The growing emergence of antifungal resistance has prompted the identification of novel antifungal targets. G-quadruplexes (G4s), four-stranded secondary structures that form in DNA and RNA, have arisen as a drug target to treat bacterial, viral, and parasitic infections. Here, we provide the first demonstration that G4s form in fungi and represent a promising new target for antifungal development. We found that PhenDC3 and pyridostatin (PDS), ligands that bind to and stabilise G4s, potently inhibited the metabolism of fungal pathogens in different ways. These pathogens included the pan azole-resistant Aspergillus fumigatus isolate TR ₃₄ /L98H and Candida auris . Notably, PhenDC3 could synergise with amphotericin B, was protective in an in vivo model of fungal infection, and was well-tolerated by human cells. However, continuous exposure to PhenDC3 resulted in some cross-resistance to current antifungals and this needs to be explored further.

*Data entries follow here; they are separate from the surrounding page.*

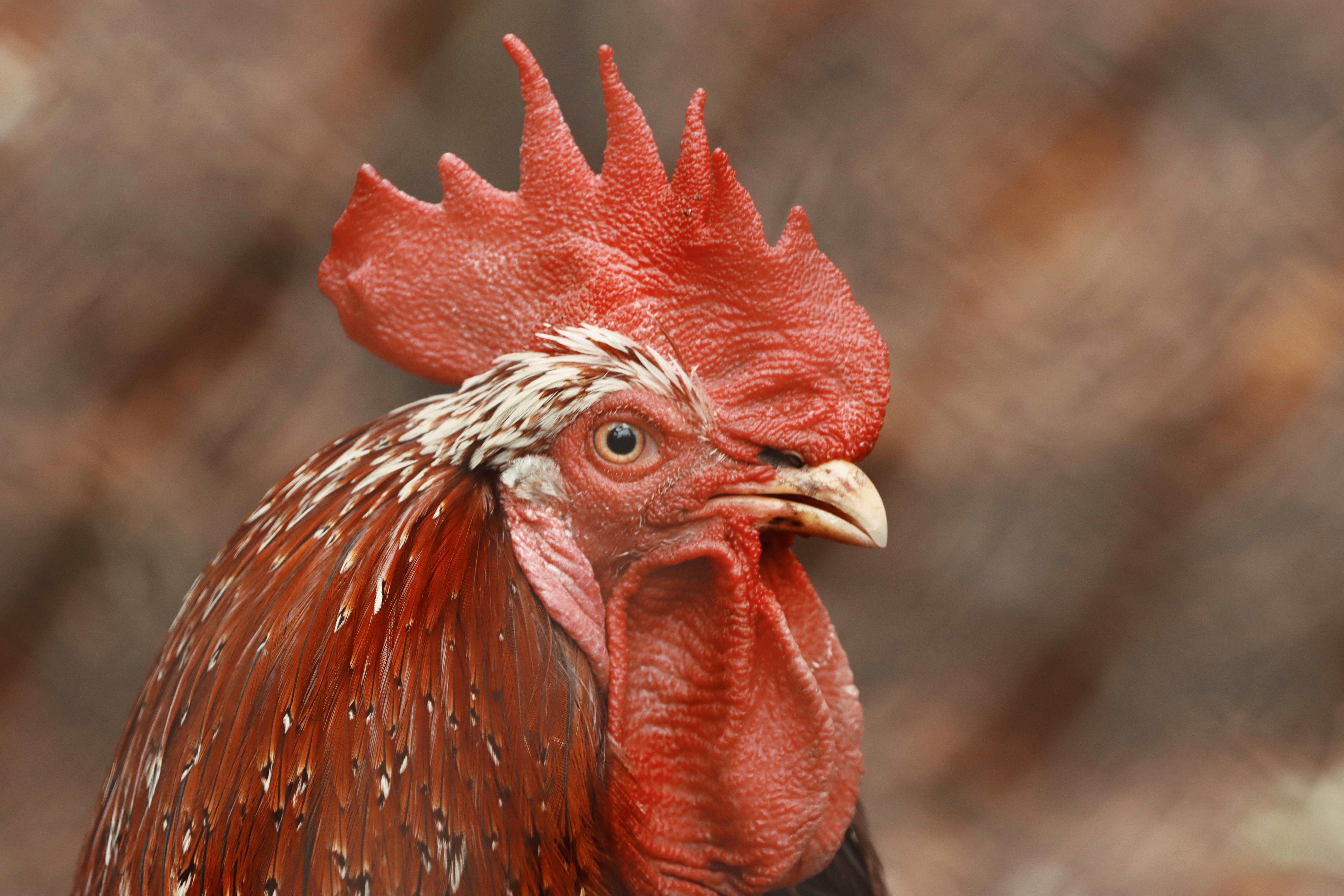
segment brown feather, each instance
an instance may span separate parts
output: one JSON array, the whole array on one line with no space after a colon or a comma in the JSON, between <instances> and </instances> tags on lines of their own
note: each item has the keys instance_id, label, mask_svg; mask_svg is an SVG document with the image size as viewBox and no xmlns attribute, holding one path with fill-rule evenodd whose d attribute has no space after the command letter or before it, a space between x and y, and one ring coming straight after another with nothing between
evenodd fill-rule
<instances>
[{"instance_id":1,"label":"brown feather","mask_svg":"<svg viewBox=\"0 0 1344 896\"><path fill-rule=\"evenodd\" d=\"M610 891L605 701L492 473L410 411L277 485L191 588L75 893Z\"/></svg>"}]
</instances>

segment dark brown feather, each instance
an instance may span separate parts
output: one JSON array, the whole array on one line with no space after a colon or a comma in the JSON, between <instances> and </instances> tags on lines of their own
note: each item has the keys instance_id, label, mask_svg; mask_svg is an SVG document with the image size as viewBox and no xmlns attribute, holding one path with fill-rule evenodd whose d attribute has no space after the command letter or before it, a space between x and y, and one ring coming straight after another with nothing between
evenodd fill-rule
<instances>
[{"instance_id":1,"label":"dark brown feather","mask_svg":"<svg viewBox=\"0 0 1344 896\"><path fill-rule=\"evenodd\" d=\"M493 474L398 442L407 414L294 470L191 588L75 893L609 892L589 664Z\"/></svg>"},{"instance_id":2,"label":"dark brown feather","mask_svg":"<svg viewBox=\"0 0 1344 896\"><path fill-rule=\"evenodd\" d=\"M771 891L766 896L887 896L882 860L868 836L863 803L855 809L853 821L829 865L801 884Z\"/></svg>"}]
</instances>

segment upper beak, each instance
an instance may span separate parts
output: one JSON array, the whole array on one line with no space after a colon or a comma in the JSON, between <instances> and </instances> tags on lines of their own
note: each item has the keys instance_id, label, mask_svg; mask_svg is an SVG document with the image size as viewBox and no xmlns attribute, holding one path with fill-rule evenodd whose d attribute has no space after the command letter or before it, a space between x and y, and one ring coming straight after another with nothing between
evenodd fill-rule
<instances>
[{"instance_id":1,"label":"upper beak","mask_svg":"<svg viewBox=\"0 0 1344 896\"><path fill-rule=\"evenodd\" d=\"M738 482L707 506L746 512L758 529L816 535L863 548L887 547L887 509L872 480L848 461L774 467L765 482Z\"/></svg>"}]
</instances>

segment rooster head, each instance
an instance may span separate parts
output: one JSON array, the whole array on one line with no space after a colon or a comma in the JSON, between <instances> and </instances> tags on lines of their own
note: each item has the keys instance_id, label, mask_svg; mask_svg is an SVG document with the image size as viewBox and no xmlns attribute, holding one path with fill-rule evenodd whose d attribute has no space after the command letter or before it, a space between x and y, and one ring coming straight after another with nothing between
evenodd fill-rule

PhenDC3 could also increase the number of RNA G4s in live A. fumigatus . Further, we demonstrated the structural flexibility of DNA sequences found in cyp51A and cyp51B , with these sequences capable of forming duplexes, hairpins, G4s and i-motifs. Finally, PhenDC3, but not PDS, caused duplex DNA structures in cyp51A to transition into antiparallel G4 structures potentially associated with PhenDC3’s increased antifungal potency. Taken together, G4s represent an exciting antifungal target, but a more detailed understanding of their biological roles is essential.